Les textes qui suivent : Tout compte faitLa fin s’allège, ne font que confirmer l’impression initiale. Et tout y passe. L’auteur, ou tout au moins la voix narrative, s’en prend allègrement aux contraintes pesant sur l’être venu au monde sans savoir pourquoi, comme c’est l’usage : « Peut-être ça / comme pied    de nez aux grandes / entreprises   qu’il nous faut / conduire à moins d’être   conduits ou bien / traînés entraînés   malgré soi pour / bouffer simplement […] avait dû sortir par forceps   jeté / au sacrifice   universel école boulot   conjugo [] » (p. 13-14). Cela pourrait s’intituler : De la naissance comme prélude à tous les enquiquinements inévitables… Le nouveau-né-par-force est embarqué malgré lui dans une aventure dont il n’avait bien évidemment aucune idée, et dont la reproduction (de l’espèce) assure l’éternel recommencement, jusqu’à l’absurdité.

À l’évidence la voix poétique ne se satisfait pas d’un tel état de choses et entreprend de réparer, corriger, gauchir ce donné initial.

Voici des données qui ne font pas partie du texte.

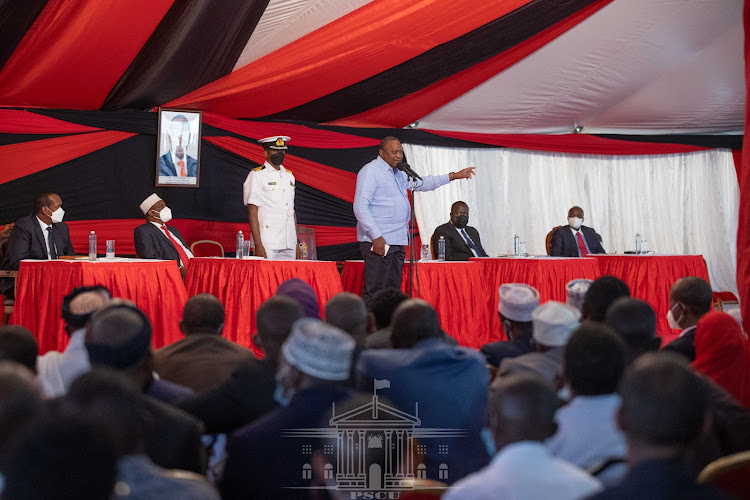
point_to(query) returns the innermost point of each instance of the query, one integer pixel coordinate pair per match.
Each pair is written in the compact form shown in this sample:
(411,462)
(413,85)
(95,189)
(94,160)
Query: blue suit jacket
(167,167)
(450,383)
(563,243)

Peut-être ici s’agit-il d’écriture : « Voulu   j’avais / nettoyer nettoyer / chercher   le nujeter   les falbalas / histoire familles   amours / idées et combats   je moi / et les autres […] alors   nettoyer décaper / à l’os   plus de / chair vibrionnante / mais un pur   et serein / réceptacle   ou n’être / qu’une pure   odeur / de rose / s’évider » (p. 22). Ainsi s’impose un phrasé particulier, qui n’est pas sans évoquer une autre publication de Mathias Lair (Écrire avec Thelonious publié au Grand Tétras) fondé sur une utilisation expressive de la typographie : gras, romain, italique. On parvient ainsi à une scansion quelque peu chaloupée, décalée où apparaissent les mots importants, les oppositions signifiantes (chercher, jeter). Comme dans Écrire avec Thelonious l’auteur, qui a aussi publié Il y a poésie (éditions Isabelle Sauvage), se laisse aller à proposer au lecteur des fragments d’art poétique. Car, que l’on ne s’y trompe pas, l’écriture occupe une place centrale dans une publication que l’on devine marquée du sceau de l’intime : « Rester ainsi / à l’infra surtout / pas de chant / pour me   recoller / à la peau   plutôt / cette nudité   vide » (p. 51).

 

Ainsi de ce p(r)oème-accumulation : « Colère ire irritation   courroux exaspération / inimitié antipathie   animosité / emportement haine   aversion répulsion répugnance   et abomination […] // comme tu me fais   du bien » (p. 28). On imagine volontiers, dans ce texte qu’il n’était pas possible ici de citer en entier, que l’auteur brûle de dire son fait au monde et que cette parole vaut libération.

 

Pour finir : un charme particulier émane de cet ouvrage, sensible et élégant, qui laisse beaucoup à déduire et à deviner. Y être réceptif, c’est le souhait que l’on forme pour le lecteur, censément bénévole, qui ne s’en repentira pas.